Call it the ultimate couple’s project. A husband-and-wife team of commercial architects with slightly differing tastes combined their talents to create their dream home in Newport Beach, California.
This home in Newport Beach is the most unique residence on the block.
The result is a contemporary-meets-Craftsman 5,000-square-foot residence complete with all the trappings of indoor-outdoor living that are all but essential to enjoy the best parts of residing in Southern California.
Ken Wink, an executive vice president at Irvine-based architecture firm Ware Malcomb (incidentally, the company behind the sparkling new headquarters of Western Window Systems in Phoenix), and his wife tore down the house they lived in for 15 years to erect their new home, which has been the talk of their Port Streets neighborhood since its completion in June 2017.
True to the indoor-outdoor living concept they envisioned, the highlight of the home may be the 22-foot-wide, five-panel stacking multi-slide door that opens from the main living area to a covered outdoor living space, outfitted with heat lamps, and a sitting area, with a 40-foot elevated lap pool and spa beyond it.
Much of the indoor space’s floor is covered with 24-square-inch Italian porcelain tile that stretches seamlessly beyond the recessed sill of the patio door out to the outdoor living space. “It’s continuous and it looks amazing,” Wink says.
Some of the inspiration for the home’s design came from Wink’s tour of seven Frank Lloyd Wright homes in the Chicago area. Indeed, nods to Wright’s famous style appear throughout the home, from the eaves that extend 30 inches all around the exterior to the bench seating found inside to the V-shaped popout in the rear of the home.

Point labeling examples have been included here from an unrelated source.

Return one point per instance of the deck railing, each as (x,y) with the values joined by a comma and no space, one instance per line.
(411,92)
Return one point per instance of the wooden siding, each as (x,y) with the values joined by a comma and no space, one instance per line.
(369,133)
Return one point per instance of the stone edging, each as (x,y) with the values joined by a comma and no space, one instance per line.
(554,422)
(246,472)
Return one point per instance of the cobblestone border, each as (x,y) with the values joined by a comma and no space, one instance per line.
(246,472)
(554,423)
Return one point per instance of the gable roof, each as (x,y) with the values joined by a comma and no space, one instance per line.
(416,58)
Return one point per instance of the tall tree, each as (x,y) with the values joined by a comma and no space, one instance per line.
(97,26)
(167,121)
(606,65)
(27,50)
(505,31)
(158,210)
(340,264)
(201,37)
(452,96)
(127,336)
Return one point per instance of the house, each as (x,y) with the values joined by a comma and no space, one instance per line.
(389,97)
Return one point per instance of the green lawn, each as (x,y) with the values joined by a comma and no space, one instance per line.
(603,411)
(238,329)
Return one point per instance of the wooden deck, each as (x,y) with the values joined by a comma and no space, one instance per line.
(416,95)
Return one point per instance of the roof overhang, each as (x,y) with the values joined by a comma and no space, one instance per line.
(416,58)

A V-shaped popout pays homage to Frank Lloyd Wright’s style of architecture.
Then there’s the eye-catching stack of horizontal Western Window Systems fixed windows surrounding the stairwell in the front of the home. A similar window wall motif is found on a much smaller scale in the V-shaped popout.
“Each window is about 12 to 14 inches high and a couple of feet wide,” says Wink. “Some of the windows end in a butt joint, where the glass comes together without a frame. That’s another detail you don’t see in our neighborhood.”
Another V-shaped popout in the breakfast nook complements a bi-fold pass-through window in the kitchen.
Given that the Winks are both commercial architects, they had to educate themselves on residential architecture before beginning the project, which took about two and a half years to complete, from design and permitting to construction.
“It was a fun couple’s project. We learned a lot doing this. It was a blast, and we did everything on our wish list,” says Wink. “It’s a signature home in our neighborhood. We’ve had only one negative comment. It was from a guy who said it looked too contemporary and could be a little warmer. We were, like, ‘Whatever.’”
The contemporary-meets-Craftsman design features an attractive outdoor living space.